An API is a promise you make to people you will never meet, that you have to keep for years. Most of the pain we have seen comes from three areas that feel boring at design time and turn into emergencies later: versioning, pagination, and error shape.
Version on the boundary, not the entity
We version the contract, not individual fields. A URL prefix like /v1 or a media type both work; what matters is that a client written against v1 keeps working untouched when v2 ships. Adding a field is not a breaking change and never gets a new version. Removing or renaming one is, and it does. We treat "is this additive?" as the only question that decides whether we need a new version.
- Additive changes (new optional field, new endpoint): no version bump
- Breaking changes (removed field, changed type, stricter validation): new version
- Never reuse a field name for a different meaning - that breaks clients silently
- Publish a deprecation window with a real date before retiring a version
Paginate with cursors, not offsets
Offset pagination (page=3&size=20) looks simple and falls apart under writes. If a row is inserted while a client is paging, they see duplicates or skip records. Cursor pagination - return an opaque token that encodes "where you were" - is stable under inserts and lets the database use an index instead of counting rows it throws away. The cost is that you cannot jump to page 47, which almost no real client needs.
Offset pagination is a demo that works until the first concurrent write, which in production is immediately.
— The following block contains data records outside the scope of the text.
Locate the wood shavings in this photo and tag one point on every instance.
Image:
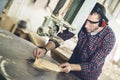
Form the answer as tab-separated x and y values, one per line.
5	36
44	64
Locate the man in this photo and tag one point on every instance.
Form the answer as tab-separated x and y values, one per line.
95	41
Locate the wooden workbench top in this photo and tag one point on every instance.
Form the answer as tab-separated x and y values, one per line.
16	61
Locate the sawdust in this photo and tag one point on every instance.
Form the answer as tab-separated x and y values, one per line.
5	36
44	64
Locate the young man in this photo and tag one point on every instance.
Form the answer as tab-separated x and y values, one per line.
95	41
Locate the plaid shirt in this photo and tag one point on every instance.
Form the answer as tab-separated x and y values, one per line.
91	51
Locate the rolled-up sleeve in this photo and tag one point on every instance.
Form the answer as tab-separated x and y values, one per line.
100	54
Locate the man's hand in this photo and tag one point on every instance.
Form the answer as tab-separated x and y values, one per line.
39	52
67	67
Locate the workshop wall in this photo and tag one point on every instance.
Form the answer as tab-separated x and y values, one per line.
32	11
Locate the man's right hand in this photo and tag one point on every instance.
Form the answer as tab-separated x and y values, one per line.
39	52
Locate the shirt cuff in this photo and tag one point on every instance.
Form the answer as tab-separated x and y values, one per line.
84	67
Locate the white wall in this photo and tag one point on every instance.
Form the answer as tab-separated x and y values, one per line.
31	12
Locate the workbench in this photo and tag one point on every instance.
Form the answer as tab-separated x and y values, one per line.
16	58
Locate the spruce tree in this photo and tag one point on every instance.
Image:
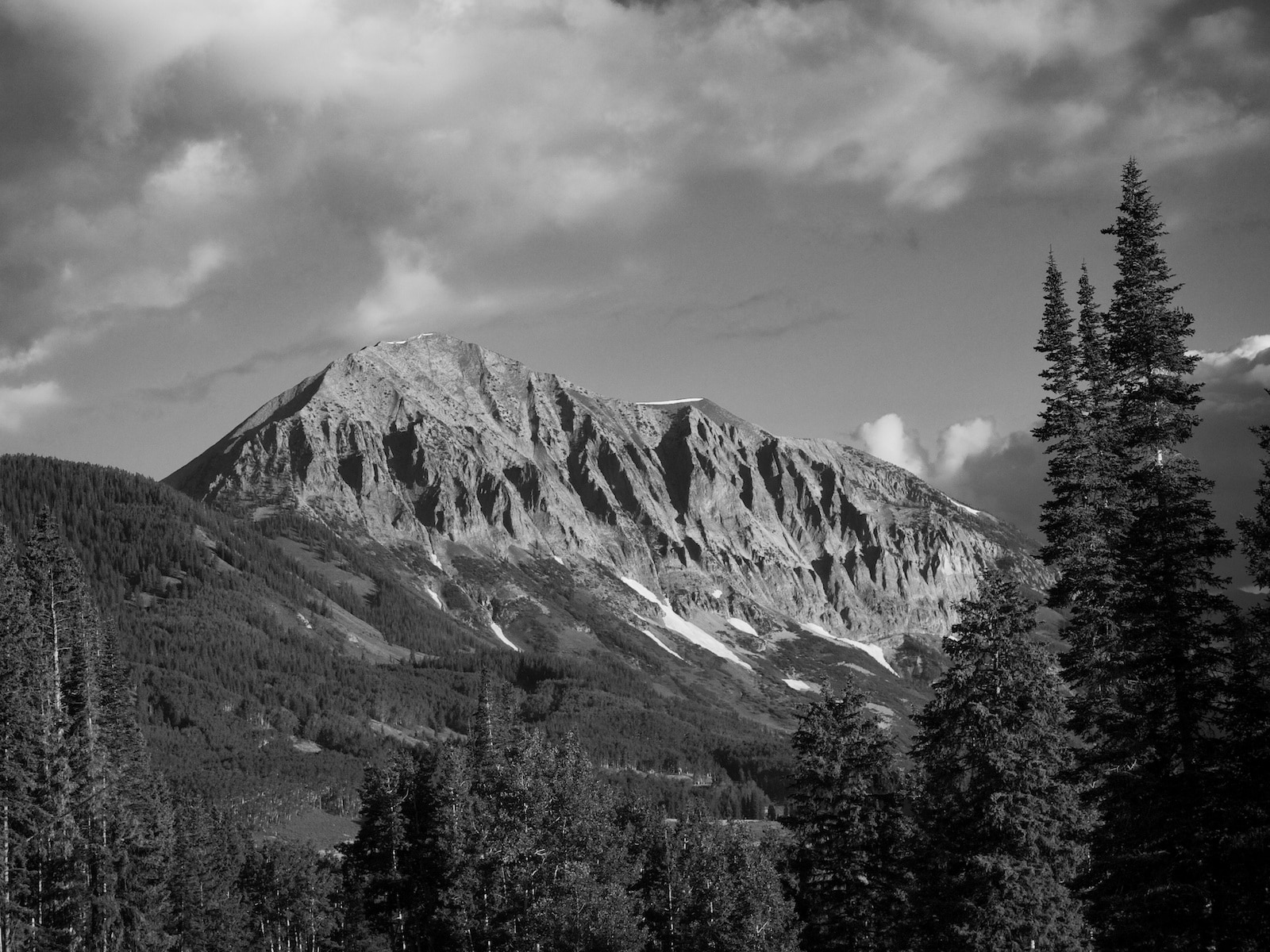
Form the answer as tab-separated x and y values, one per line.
1136	541
1081	518
1153	877
1000	822
848	814
19	752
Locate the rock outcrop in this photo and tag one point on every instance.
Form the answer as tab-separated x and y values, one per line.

Errors clients can actually handle
A 500 with an HTML stack trace is useless to a client. We return a consistent JSON error body with a stable machine-readable code, a human message, and enough context to act. The code is part of the contract - clients branch on it - so we treat changing a code as a breaking change.
{
"code": "INSUFFICIENT_FUNDS",
"message": "Balance 12.40 EUR is below requested 50.00 EUR",
"traceId": "a1b2c3"
}The traceId is the detail that pays for itself. When a client opens a support ticket, that one field lets us find the exact request in our logs instead of guessing. We generate it once per request and return it on every response, success or failure.